The team from Sweden finished Locked Shields 2021, the largest and most complex international live-fire cyber defense exercise globally, with the highest score.
Blue Teams from Finland and the Czech Republic took second and third place respectively.
"Congratulations to the teams, whose strategy proved to be the best, however every single participating team is a winner for tackling the unrivalled complex cyber challenges of Locked Shields exercise," said Carry Kangur, head of cyber exercises at the Tallinn-based NATO Cooperative Cyber Defense Center of Excellence (CCDCOE), which hosted the exercise with partners.
Kangur said this year, the exercise involved in total more than 5,000 virtualized systems that had to be defended against over 4,000 attacks. In addition to maintaining more than 150 complex IT systems per team, the Blue Teams had to be efficient in reporting incidents, executing strategic decisions, solving forensic, legal and media challenges and dealing with hostile information operations.
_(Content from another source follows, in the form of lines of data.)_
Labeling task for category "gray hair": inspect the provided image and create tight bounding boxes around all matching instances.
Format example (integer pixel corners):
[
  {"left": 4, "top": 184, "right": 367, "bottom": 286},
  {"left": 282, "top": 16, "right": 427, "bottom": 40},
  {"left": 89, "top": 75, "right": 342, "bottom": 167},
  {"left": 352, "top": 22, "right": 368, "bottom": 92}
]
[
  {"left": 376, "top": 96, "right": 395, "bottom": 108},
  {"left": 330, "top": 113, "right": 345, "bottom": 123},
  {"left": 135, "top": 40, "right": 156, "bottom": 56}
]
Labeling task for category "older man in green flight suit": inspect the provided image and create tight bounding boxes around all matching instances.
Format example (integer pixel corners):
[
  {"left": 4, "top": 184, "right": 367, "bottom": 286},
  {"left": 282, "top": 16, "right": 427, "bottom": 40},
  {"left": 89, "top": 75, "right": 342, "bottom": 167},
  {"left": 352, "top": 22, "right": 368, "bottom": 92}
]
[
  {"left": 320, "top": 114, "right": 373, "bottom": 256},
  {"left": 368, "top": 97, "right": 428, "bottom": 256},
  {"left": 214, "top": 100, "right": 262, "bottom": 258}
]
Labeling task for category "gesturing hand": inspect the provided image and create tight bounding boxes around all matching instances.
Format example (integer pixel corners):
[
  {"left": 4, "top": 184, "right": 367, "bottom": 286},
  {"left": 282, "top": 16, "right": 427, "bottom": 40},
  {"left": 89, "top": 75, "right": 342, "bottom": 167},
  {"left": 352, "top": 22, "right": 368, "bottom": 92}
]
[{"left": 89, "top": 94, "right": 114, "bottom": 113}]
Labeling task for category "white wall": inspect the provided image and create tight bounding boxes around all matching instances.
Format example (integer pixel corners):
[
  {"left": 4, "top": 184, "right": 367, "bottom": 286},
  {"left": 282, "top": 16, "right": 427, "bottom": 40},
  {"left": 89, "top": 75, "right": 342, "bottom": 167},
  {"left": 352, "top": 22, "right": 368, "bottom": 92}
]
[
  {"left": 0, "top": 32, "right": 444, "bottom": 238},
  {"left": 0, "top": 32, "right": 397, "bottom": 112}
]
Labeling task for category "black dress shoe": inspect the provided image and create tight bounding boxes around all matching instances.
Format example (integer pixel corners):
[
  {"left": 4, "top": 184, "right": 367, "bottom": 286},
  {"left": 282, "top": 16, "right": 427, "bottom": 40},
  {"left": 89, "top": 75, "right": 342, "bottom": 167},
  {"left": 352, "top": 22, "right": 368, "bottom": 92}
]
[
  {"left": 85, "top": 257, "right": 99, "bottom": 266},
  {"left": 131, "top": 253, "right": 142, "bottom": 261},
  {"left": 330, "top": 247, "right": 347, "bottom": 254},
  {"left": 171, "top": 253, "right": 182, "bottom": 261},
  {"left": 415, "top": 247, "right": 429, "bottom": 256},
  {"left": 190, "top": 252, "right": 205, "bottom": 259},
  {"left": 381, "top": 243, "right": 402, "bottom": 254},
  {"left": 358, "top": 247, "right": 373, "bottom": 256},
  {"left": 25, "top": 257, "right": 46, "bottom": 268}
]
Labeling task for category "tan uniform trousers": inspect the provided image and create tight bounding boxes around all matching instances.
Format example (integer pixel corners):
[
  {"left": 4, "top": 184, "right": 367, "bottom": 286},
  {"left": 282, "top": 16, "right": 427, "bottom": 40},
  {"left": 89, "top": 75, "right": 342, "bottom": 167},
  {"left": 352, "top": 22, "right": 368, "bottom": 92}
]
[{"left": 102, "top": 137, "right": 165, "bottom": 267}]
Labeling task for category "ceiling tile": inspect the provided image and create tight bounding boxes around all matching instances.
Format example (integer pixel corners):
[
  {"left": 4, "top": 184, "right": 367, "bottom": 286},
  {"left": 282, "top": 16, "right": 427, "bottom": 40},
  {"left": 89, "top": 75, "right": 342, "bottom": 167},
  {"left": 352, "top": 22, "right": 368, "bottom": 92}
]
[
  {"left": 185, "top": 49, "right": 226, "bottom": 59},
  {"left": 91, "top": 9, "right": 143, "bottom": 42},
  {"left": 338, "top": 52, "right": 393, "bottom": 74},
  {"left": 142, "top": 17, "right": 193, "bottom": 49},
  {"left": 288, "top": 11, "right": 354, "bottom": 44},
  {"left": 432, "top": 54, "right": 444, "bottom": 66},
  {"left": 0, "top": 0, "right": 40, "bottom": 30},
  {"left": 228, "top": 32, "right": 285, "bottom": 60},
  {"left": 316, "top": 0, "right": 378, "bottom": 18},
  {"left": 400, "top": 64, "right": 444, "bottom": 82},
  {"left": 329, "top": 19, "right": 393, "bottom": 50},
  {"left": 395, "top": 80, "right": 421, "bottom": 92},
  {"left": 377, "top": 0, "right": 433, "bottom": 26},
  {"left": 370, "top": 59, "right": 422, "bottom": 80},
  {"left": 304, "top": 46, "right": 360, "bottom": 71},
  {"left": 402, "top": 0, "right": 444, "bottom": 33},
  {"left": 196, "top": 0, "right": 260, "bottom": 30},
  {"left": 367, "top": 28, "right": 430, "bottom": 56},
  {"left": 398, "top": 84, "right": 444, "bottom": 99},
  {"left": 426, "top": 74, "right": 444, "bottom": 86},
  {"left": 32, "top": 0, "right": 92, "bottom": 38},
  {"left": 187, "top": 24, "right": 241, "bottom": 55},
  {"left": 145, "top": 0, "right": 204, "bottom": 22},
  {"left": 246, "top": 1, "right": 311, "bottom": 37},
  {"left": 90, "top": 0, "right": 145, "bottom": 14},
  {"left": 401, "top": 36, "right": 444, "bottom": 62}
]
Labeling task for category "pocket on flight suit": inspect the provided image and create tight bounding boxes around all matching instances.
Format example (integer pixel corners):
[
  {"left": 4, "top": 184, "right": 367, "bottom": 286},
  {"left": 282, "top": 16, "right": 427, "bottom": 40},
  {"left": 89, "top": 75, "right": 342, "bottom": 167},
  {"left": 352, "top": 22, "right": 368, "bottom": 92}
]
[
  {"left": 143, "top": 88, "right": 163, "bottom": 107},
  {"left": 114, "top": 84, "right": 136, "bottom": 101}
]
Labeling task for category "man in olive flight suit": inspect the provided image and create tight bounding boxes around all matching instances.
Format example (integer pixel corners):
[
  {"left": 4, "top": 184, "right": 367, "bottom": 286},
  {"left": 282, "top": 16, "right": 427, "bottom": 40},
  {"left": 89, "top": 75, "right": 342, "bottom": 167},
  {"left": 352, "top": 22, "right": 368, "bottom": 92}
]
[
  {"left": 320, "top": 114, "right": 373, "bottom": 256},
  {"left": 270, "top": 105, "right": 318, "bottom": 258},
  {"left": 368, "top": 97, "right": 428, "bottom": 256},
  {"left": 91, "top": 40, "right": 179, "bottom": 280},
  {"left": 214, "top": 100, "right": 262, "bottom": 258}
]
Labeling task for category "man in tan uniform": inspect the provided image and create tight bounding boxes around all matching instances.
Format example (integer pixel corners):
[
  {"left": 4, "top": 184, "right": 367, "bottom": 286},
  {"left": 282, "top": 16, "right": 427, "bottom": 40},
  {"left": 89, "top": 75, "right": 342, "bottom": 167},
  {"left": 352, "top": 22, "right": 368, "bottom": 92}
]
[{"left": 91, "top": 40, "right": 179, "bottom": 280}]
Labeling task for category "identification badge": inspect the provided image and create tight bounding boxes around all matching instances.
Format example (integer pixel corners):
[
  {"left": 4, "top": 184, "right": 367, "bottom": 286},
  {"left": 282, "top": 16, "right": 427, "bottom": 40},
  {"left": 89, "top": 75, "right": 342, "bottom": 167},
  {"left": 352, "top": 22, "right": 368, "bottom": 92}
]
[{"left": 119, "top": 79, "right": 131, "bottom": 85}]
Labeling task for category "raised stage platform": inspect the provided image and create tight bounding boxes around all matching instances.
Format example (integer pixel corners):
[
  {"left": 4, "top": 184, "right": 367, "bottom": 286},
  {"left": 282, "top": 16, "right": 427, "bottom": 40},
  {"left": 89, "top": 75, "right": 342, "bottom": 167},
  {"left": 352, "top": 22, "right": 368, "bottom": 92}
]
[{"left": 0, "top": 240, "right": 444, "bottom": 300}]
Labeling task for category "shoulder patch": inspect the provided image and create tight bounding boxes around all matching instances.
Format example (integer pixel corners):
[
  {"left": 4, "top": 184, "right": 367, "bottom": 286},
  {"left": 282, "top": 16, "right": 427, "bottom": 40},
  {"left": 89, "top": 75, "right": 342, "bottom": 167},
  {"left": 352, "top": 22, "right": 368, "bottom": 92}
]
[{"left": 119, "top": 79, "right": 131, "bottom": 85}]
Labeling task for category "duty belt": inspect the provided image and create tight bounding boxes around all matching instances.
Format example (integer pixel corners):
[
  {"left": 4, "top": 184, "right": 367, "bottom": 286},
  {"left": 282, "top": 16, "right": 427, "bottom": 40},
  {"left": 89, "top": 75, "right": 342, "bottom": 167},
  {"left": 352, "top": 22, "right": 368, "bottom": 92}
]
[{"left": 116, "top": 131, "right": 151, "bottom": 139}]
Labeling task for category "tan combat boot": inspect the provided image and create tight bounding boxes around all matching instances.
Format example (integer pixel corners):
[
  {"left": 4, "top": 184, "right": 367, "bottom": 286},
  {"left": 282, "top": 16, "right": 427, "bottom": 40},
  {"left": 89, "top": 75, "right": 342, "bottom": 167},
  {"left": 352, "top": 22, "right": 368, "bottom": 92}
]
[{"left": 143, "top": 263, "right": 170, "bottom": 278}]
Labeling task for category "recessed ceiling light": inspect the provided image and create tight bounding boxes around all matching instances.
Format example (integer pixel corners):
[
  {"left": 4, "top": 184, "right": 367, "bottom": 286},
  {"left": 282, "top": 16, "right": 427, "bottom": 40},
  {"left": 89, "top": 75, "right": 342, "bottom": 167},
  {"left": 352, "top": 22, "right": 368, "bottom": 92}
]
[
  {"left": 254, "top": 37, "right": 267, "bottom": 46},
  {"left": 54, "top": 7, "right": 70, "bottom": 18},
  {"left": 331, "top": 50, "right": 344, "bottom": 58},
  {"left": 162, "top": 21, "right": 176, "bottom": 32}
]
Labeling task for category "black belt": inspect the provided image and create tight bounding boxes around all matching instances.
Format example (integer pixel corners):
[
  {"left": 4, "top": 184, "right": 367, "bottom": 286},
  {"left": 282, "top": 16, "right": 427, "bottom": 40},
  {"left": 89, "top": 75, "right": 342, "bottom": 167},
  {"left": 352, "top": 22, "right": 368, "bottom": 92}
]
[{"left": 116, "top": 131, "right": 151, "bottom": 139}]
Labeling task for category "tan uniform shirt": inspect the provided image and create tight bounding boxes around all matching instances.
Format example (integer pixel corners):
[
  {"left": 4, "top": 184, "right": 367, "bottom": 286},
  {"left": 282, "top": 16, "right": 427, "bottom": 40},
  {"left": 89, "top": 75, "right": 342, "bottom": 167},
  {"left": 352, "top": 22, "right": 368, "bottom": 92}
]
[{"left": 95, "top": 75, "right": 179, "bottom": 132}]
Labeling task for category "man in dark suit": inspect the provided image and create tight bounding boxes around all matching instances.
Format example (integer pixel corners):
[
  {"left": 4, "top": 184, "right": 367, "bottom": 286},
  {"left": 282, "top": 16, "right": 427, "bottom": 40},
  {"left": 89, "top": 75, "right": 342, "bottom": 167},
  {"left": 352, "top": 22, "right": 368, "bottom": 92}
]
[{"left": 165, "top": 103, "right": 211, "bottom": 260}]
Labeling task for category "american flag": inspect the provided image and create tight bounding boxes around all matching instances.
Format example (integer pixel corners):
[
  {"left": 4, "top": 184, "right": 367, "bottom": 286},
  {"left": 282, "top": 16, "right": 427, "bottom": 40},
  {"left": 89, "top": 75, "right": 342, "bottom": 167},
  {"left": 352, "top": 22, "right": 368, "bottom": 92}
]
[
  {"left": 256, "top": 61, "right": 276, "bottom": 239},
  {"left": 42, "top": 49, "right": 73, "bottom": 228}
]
"Understanding the interdependencies of national IT systems is at the heart of protecting a nation under a massive cyber attack," Kangur added.
In 2021 the exercise highlighted the growing need to enhance dialogue between technical experts, civil and military participants and decision-making levels. The CCDCOE integrates the technical and strategic game, enabling participating nations to practice the entire chain of command in the event of a severe cyber incident involving both civilian and military players.
The exercise this year involved 30 nations. For the first time ever, the exercise involved a satellite mission control systems needed to provide real time situational awareness to aid military decision making.
Locked Shields is a Red team versus Blue Team exercise, where the latter are formed by member nations of CCDCOE. The participating Blue Teams play the role of national cyber rapid reaction teams that are deployed to assist a fictional country in handling large-scale cyber incidents and all their multiple implications.
According to the scenario, a fictional island country located in the northern Atlantic Ocean, Berylia, was experiencing a deteriorating security situation. A number of hostile events had coincided with coordinated cyberattacks against Berylian major military and civilian information technology systems. These attacks caused severe disruptions to the operation of military air defense, satellite mission control, water purification and the electric power grid. In addition, within the strategic track element of the exercise participants had to contend with major disruptions to the financial system.
The Locked Shields exercise has been taking place mostly virtually since 2010, with the Blue Teams, meaning the teams of experts that are being trained, always taking part in the exercise from their home countries. This year was unique from other iterations of Locked Shields in that for the first time the organizers also participated remotely rather than gathering in Tallinn as they had done in previous years.